Dzisiaj o godzinie 11 Bayer Leverkusen zaczął operację związaną z meczem przeciwko KRC Genk w ramach rozgrywek Ligi Mistrzów.
Do przebycia jest zaledwie 130 km. Bliżej w ramach rozgrywek Bundesligi Bayer ma jedynie do M’gladbach, Dortmundu, Gelsenkirchen i Kolonii. Ostatni mecz jest nie tylko niezwykle blisko, ale także jest niezwykle ważny, ale rozgrywany w komfortowych okolicznościach.

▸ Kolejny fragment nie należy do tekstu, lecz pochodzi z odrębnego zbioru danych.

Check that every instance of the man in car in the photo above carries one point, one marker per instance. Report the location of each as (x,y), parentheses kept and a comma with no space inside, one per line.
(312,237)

Zwycięstwo zapewni wygranie grupy i rewanżowy mecz 1/8 finału na własnym stadionie. „Mecz z Genk jest bardzo istotny. Zajęcie 1 miejsca w grupie zwiększy naszą szansę na awans do ćwierćfinału o jakieś 20 do 30%” – analizuje trener Robin Dutt. „Jest to tak samo ważne spotkanie jak z Chelsea” – dodaje kapitan Simon Rolfes. Bayer chce kontynuować swój sprint, który rozpoczął wygrany mecz z Chelsea, aż do świąt Bożego Narodzenia. Mecz nie będzie łatwy, nie tylko dlatego, że gospodarze mogą zarobić za wygraną 800 000 euro, ale przede wszystkim będą chcieli zmazać plamę po meczu z Valencią, przegranym 0:7.
„Mamy ogromną szansę być pierwsi w grupie. Chcemy to wykorzystać” – zapowiada z kolei Andre Schurrle. Bayer wygrywając w piątek z Hoffenheim zrealizował 1/4 swojego planu samych zwycięstw do końca rundy jesiennej. „Zaczęliśmy bardzo dobrze grać po wyboistym początku sezonu” – zauważa dyrektor sportowy Rudi Voller. Znowu 4 miejsce jest w zasięgu. Bayer jest od 5 meczy niepokonany w lidze. „Wreszcie wygraliśmy mecz, w którym nie sprawowaliśmy się zbyt dobrze” – zauważa po piątkowym zwycięstwie trener Dutt.
Losowanie 1/8 finału Ligi Mistrzów odbędzie się 16 grudnia 2011 roku.